Rose Marie McCoy (1922 – 2015)
McCoy’s name may not be instantly recognizable, but she wrote and produced some of the biggest pop songs in the 1950s. In an industry dominated by white males, McCoy was able to make her mark through her pen, even if she couldn’t through her own voice. Her songs, “After All” and “Gabbin’ Blues” never quite took off on the charts, but she was courted by music labels to write for other artists, including hit singles for Big Maybelle, Elvis Presley, and Big Joe Turner.
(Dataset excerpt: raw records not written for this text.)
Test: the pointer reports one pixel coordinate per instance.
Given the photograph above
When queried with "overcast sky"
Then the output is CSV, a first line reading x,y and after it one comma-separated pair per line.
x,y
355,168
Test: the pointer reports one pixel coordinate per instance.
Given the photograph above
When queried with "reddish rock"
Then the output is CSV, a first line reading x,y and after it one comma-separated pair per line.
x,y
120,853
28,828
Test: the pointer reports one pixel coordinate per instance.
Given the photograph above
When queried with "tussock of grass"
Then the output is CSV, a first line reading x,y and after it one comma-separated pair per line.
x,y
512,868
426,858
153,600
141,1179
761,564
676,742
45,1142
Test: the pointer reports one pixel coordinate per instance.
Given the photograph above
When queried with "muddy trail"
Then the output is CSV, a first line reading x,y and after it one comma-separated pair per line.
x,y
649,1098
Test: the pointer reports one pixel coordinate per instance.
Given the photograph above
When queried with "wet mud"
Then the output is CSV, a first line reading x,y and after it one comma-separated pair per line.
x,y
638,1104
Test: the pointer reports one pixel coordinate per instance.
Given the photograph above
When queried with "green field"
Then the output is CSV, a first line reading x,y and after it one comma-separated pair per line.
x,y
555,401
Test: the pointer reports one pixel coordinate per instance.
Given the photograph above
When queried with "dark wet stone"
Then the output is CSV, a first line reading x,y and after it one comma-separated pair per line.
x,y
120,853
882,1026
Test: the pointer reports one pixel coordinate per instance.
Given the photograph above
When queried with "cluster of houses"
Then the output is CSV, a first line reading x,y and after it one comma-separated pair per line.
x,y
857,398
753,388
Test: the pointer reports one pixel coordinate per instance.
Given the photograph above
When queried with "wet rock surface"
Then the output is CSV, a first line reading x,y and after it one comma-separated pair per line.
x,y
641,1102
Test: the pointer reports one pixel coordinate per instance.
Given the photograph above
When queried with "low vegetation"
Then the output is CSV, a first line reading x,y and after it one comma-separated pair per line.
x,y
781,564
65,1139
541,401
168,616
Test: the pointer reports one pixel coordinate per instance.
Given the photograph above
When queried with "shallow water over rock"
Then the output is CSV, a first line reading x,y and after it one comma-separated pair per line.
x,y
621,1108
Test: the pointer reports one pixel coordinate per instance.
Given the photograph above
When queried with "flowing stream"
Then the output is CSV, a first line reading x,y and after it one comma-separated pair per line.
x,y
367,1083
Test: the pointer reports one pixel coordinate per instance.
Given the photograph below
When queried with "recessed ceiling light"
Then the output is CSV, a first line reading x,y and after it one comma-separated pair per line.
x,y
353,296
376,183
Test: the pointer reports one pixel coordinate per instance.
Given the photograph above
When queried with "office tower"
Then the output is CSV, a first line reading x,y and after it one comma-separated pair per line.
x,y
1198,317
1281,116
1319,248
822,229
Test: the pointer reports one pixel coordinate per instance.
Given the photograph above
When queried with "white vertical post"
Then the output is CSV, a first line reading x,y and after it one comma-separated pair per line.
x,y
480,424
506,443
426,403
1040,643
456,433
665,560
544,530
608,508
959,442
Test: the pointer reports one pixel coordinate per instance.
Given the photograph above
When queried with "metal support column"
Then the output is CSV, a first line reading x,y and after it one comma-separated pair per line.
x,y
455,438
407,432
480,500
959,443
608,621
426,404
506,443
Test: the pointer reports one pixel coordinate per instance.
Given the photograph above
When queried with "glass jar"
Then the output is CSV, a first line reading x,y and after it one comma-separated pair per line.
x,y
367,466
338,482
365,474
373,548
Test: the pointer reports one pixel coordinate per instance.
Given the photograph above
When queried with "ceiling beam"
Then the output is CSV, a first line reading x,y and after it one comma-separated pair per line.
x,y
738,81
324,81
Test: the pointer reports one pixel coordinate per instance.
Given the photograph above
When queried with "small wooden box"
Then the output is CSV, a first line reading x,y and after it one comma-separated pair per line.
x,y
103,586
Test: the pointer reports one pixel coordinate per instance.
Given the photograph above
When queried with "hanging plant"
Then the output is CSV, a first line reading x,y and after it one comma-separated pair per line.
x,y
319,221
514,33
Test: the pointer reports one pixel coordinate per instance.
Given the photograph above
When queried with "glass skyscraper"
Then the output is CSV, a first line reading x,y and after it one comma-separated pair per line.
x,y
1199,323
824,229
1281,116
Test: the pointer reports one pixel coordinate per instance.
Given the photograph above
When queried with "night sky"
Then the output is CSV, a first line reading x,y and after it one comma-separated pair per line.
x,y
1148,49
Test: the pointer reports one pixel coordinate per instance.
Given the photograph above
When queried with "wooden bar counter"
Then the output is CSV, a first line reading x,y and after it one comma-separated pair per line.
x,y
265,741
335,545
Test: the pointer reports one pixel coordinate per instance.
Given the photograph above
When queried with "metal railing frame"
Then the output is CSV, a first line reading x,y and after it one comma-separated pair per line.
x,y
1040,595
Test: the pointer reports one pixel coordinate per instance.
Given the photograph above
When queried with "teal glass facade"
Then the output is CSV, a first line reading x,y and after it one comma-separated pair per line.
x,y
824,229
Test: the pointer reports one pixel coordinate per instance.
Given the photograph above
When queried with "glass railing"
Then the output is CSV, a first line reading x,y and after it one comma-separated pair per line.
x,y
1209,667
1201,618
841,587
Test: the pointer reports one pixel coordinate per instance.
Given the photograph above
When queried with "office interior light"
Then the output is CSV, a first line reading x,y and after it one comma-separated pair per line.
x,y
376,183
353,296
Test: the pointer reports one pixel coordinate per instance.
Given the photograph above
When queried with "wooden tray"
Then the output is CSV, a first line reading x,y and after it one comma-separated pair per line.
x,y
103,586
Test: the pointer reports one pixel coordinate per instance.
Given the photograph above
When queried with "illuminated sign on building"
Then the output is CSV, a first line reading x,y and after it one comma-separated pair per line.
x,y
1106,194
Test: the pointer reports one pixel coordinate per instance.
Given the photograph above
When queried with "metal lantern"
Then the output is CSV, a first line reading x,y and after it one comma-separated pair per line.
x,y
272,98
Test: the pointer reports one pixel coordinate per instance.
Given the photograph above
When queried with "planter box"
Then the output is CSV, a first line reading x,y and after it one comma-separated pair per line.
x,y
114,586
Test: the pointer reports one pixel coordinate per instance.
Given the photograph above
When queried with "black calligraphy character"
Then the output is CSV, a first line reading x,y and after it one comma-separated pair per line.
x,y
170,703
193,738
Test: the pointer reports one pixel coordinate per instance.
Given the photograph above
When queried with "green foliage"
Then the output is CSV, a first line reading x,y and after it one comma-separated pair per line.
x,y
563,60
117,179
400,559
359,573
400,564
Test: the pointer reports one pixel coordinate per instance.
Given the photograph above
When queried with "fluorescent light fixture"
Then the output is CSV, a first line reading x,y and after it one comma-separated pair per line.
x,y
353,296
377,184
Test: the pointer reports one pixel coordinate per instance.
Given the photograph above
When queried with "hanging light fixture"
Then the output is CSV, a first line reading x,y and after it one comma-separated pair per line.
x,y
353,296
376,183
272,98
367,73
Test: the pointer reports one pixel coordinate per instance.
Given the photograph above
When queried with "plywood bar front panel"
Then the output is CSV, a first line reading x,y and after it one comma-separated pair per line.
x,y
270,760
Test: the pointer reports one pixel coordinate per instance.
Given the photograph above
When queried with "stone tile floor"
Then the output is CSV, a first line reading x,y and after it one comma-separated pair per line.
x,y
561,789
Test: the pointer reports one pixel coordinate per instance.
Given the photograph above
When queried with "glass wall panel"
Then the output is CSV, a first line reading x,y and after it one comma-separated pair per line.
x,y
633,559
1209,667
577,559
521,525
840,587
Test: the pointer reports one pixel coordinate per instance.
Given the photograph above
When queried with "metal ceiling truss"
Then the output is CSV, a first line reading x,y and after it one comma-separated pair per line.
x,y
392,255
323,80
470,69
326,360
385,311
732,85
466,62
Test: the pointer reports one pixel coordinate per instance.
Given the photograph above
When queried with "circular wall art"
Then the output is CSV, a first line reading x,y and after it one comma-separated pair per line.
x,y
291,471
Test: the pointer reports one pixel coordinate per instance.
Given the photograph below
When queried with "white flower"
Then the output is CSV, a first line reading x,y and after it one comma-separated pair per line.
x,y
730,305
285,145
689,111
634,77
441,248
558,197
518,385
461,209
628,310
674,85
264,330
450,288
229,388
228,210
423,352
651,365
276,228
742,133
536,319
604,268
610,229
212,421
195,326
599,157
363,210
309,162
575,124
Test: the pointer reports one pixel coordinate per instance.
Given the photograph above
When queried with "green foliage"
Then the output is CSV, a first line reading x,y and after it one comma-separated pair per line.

So now when you hear Presley’s “Trying to Get You,” you’ll remember the name of the African American woman who wrote it.
Ella Baker (1903-1986)
Baker was an essential activist during the civil rights movement. She was a field secretary and branch director for the NAACP and also co-founded an organization that raised money to fight Jim Crow Laws. Additionally, Baker was a key organizer for Martin Luther King Jr.’s Southern Christian Leadership Conference (SCLC). But what was perhaps her biggest contribution to the movement was the Student Nonviolent Coordinating Committee (SNCC), which prioritized nonviolent protest, assisted in organizing the 1961 Freedom Rides, and aided in registering Black voters. The Ella Baker Center for Human Rights exists today to carry on her legacy
Henrietta Lacks (1920-1951)
After being diagnosed with cervical cancer at The Johns Hopkins Hospital in 1951, a sample of Lacks’s cancer cells were taken without her consent by a researcher. And though she succumbed to the disease at the age of 31 that same year, her cells would go on to advance medical research for years to come, as they had the unique ability to double every 20-24 hours. “They have been used to test the effects of radiation and poisons, to study the human genome, to learn more about how viruses work, and played a crucial role in the development of the polio vaccine,” Johns Hopkins said.
Dr. Rebecca Lee Crumpler (1831-1895)
Rebecca Lee Crumpler was the first Black female doctor in the United States. After attending the prestigious Massachusetts private school West-Newton English and Classical School, she worked as a nurse for eight years until applying to medical school in 1860 at the New England Female Medical College. She was accepted and would go on to graduate four years later. Though little is known of her career, PBS reported that she worked as a physician for the Freedman’s Bureau for the State of Virginia. She later practiced in Boston’s predominantly Black neighborhood at the time, Beacon Hill, and published A Book of Medical Discourses in Two Parts.